Topical Press ReleasesSeptember 28, 2022

Confidentiality clauses and whistleblowing

Human resource’s tangled web – confidentiality clauses and whistleblowing

South Africa’s labour law is generally considered to be substantial and in-depth, covering a broad spectrum of rules and regulations.  Legislation is now even more significant because of the importance placed on data use and protection, and the significance of the Protection of Personal Information (PoPIA) Act. So what happens in the event of a labour dispute and the use or misuse of confidentiality agreements or confidentiality clauses?

Leading human capital management services and solutions specialist CRS Technologies says digitalisation has had a profound impact on businesses, with data acknowledged and intellectual property considered to be the among the most prized assets.

Today, information needs to be accessed, stored, exchanged and utilised in an instant if industries want to remain relevant and competitive.  This is why employers rely heavily on tools like confidentiality agreements to protect information in the first instance, but also ensure that information is used appropriately, legally and in the interests of the company.

Nicol Myburgh, Head: CRS Technologies HCM Business Unit, explains that put simply, a confidentiality agreement means employees cannot disclose proprietary data about the company to anyone else without prior consent.

But why is this important for employees and employers to know?

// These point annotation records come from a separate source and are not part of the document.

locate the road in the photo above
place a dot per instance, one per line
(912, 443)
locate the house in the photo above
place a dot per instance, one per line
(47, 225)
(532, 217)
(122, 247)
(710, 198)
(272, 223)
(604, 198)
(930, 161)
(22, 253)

“There are significant repercussions for all parties if a confidentiality agreement is breached. Aside from the basic breakdown of a relationship that is supposed to be based on trust, if guilty, the employee could not only lose his or her job, he or she may also be liable for prosecution in terms of a civil claim levelled against them,” says Myburgh. “The law recognises the rights of all parties involved, but leans a bit more towards the side of the employer in terms of their right to have information protected, and is legally binding in terms of the employees’ responsibilities.”

CRS Technologies highlights the fact that a foundation feature of any labour contract entered into between an employer and employee is the common law obligation to protect the interests of employers, most significantly their data and information about operations.

“And it’s also accepted that the more competitive the industry, the more relevant and serious issues like confidentiality and legally binding agreements become,” adds Myburgh.

“We live in the age of data, of cyber security and corporate espionage. Trade secrets, sensitive information and personal data are considered treasured commodities, and protection is of paramount importance. Employees are the frontline of any operation today and entrusted confidentiality is not a luxury or ‘nice-to-have’, it’s a top priority for companies and one that will continue to be fiercely guarded in the digital economy. Human resources and labour legislation reflect the trend.”